生成AIの活用が企業や組織の課題となる中、多くの自治体もまた、その導入と浸透に試行錯誤を続けています。予算の制約や職員のリテラシー、セキュリティへの懸念など、民間企業とは異なる特有の壁が存在します。そうした中、和歌山県御坊市は、全職員の約7割が利用を申請するという高い浸透率を実現。その成功の裏には、職員が「使ってみたい」と自発的に思える巧みな仕掛けと、市という枠を越えた「共創・協働」の理念があった。今回は、御坊市で生成AI導入を牽引する中村さんにお話を伺いました。
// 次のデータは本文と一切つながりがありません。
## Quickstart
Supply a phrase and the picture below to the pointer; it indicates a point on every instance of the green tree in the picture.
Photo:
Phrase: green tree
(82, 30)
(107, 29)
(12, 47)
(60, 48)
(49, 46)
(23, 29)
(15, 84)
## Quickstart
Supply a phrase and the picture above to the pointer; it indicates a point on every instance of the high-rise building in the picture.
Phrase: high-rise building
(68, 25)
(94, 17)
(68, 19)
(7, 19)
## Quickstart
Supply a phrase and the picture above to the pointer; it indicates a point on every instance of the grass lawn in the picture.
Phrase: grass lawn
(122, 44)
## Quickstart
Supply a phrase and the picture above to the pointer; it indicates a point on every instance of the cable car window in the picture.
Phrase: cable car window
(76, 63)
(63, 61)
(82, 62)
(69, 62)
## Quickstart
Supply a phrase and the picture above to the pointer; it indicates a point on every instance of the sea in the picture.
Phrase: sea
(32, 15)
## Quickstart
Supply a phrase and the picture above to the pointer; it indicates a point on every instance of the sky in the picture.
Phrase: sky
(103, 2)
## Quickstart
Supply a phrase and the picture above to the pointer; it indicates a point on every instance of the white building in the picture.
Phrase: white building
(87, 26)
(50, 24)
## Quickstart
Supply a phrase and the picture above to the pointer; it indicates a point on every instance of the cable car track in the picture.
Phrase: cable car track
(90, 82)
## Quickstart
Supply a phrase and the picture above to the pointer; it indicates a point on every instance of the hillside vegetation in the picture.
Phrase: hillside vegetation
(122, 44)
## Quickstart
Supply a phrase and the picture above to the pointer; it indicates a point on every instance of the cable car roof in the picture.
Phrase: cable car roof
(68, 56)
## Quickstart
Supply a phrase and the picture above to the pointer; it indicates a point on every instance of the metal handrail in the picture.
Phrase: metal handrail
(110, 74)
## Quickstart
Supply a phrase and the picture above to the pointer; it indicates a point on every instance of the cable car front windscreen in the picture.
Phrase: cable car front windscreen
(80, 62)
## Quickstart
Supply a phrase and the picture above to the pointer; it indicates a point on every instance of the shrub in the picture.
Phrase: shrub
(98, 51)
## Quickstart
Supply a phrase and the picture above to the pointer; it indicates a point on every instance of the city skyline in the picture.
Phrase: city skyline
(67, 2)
職員の「使ってみたい」を引き出した、体感重視の導入アプローチ
Q.そもそも、御坊市様で生成AIの活用や導入を進めようとなった背景についてお伺いできますでしょうか。
中村さん: 昨年の7月に、庁内向けに生成AIの導入検証を実施したのが直接のきっかけです。実はその2年前にも一度導入検証を行ったのですが、当時は職員にとって未知の技術であり、反応は芳しくありませんでした。しかし、昨年は状況が一変していました。プライベートでスマートフォンからChatGPTを使っている職員も現れ、導入検証の際には「導入してくれてよかった。」という声が聞かれるほど、職員の反応が非常に良好でした。世の中全体で生成AIが身近な存在になったことが追い風となり、庁内でもスムーズに導入へと進めることができました。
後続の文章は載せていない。